In the next examples, we will concentrate on the design of a low pass filter, but
certainly, the same techniques can be applied to any type of ideal filter.
So the first idea is the following.
We pick a cut off frequency, omega c.
We compute the ideal impulse response for the lowpass, analytically.
We truncate h[n] to a finite support, hat h[n].
This hat h[n] defines an FIR filter that we can use.
For the time being, we don't worry about causality, so we preserve the symmetry
around zero of the impulse response and we approximate the ideal filter
with an FIR of length to 2N + 1 center around zero.
And so, here hat h[n] is equal to omega c over Pi times the sinc of omega c over Pi
for n less or equal to capital N in magnitude and zero everywhere else.
A justification of this method, is the fact that if we compute the mean square
error between the original filter and the approximation.
We have that the norm of the error int he frequency domain,
is the integral from minus pi to pi of the frequency response of the ideal
filter minus the frequency response of the approximated filter squared.

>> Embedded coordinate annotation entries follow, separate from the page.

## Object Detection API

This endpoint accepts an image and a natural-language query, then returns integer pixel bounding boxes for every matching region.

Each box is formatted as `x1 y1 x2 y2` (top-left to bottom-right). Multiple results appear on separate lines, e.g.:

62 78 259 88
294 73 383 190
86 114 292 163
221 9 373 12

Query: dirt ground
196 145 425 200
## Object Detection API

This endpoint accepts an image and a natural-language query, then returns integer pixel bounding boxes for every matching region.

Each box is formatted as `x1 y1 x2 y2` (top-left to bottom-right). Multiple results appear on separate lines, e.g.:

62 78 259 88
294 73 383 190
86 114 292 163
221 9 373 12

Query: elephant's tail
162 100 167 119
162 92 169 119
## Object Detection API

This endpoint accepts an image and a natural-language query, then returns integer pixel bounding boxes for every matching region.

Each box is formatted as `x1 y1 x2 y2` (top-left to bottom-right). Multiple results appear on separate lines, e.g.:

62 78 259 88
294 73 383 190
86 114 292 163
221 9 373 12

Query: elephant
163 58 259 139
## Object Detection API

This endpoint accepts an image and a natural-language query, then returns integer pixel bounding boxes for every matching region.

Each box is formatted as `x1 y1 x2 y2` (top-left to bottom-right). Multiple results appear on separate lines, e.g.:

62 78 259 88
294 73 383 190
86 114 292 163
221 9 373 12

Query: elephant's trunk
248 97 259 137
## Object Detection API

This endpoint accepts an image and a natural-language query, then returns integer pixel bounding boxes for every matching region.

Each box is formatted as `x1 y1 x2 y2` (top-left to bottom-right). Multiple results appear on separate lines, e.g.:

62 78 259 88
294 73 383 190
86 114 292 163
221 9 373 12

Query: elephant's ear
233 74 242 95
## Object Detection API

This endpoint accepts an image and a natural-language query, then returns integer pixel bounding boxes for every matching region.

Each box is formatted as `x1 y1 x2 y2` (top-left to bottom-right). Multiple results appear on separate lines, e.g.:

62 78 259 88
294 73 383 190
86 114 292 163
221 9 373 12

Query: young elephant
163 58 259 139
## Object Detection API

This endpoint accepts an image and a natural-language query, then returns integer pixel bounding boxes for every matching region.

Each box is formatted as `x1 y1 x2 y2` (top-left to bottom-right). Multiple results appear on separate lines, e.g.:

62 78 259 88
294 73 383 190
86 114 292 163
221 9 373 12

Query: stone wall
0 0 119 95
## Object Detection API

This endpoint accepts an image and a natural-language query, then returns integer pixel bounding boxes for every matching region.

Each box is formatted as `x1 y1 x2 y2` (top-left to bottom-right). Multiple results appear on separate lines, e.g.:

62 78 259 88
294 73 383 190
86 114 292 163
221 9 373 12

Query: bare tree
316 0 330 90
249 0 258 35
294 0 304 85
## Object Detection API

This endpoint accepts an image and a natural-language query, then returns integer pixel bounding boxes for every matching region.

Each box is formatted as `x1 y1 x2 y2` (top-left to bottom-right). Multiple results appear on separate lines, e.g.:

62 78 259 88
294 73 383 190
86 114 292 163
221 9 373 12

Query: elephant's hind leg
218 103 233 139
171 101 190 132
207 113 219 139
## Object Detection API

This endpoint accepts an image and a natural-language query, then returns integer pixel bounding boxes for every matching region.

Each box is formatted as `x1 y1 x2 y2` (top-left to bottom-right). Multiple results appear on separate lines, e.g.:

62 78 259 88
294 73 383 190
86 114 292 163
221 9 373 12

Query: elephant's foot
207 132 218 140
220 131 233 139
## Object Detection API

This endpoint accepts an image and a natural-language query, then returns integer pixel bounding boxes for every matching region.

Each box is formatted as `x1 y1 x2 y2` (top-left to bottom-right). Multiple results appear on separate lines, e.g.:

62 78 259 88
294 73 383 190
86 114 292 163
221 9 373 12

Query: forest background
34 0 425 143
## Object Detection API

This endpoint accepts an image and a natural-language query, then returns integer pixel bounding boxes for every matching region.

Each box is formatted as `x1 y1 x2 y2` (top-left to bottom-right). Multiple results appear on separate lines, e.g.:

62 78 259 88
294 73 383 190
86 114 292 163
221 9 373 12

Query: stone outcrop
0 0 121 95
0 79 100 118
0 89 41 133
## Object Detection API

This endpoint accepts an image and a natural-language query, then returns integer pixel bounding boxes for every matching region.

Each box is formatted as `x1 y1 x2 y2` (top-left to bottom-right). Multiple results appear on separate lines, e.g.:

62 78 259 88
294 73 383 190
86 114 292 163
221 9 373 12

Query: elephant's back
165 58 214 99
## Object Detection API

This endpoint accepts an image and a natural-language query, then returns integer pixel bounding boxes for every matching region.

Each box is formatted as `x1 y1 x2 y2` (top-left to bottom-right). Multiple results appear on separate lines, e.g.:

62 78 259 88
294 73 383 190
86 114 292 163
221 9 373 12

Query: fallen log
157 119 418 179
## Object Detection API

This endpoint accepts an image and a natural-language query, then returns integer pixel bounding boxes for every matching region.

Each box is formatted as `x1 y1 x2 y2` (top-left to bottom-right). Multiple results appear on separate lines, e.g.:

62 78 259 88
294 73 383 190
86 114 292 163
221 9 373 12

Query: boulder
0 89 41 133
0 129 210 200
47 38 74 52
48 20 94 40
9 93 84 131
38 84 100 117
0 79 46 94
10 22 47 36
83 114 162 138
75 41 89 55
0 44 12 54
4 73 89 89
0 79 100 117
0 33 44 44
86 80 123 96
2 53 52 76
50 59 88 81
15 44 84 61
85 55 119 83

This equal to the norm squared of the difference between the two frequency
responses.
And thanks to Parseval's theorem, this is also the norm squared
of the difference between the impulse responses in the time domain.
And so we can write that, the mean square error,
as simply the sum from n that goes to minus infinity to plus infinity
of the difference between the two impulse responses squared.
The impulse response of the ideal low pass is a sink and
you remember, it decays monotomically as 1/n.
So the mean square error is clearly minimized if we pick values for
hat h[n] from an interval that is symmetric around zero,
because in this way we're actually killing in that summation the largest terms.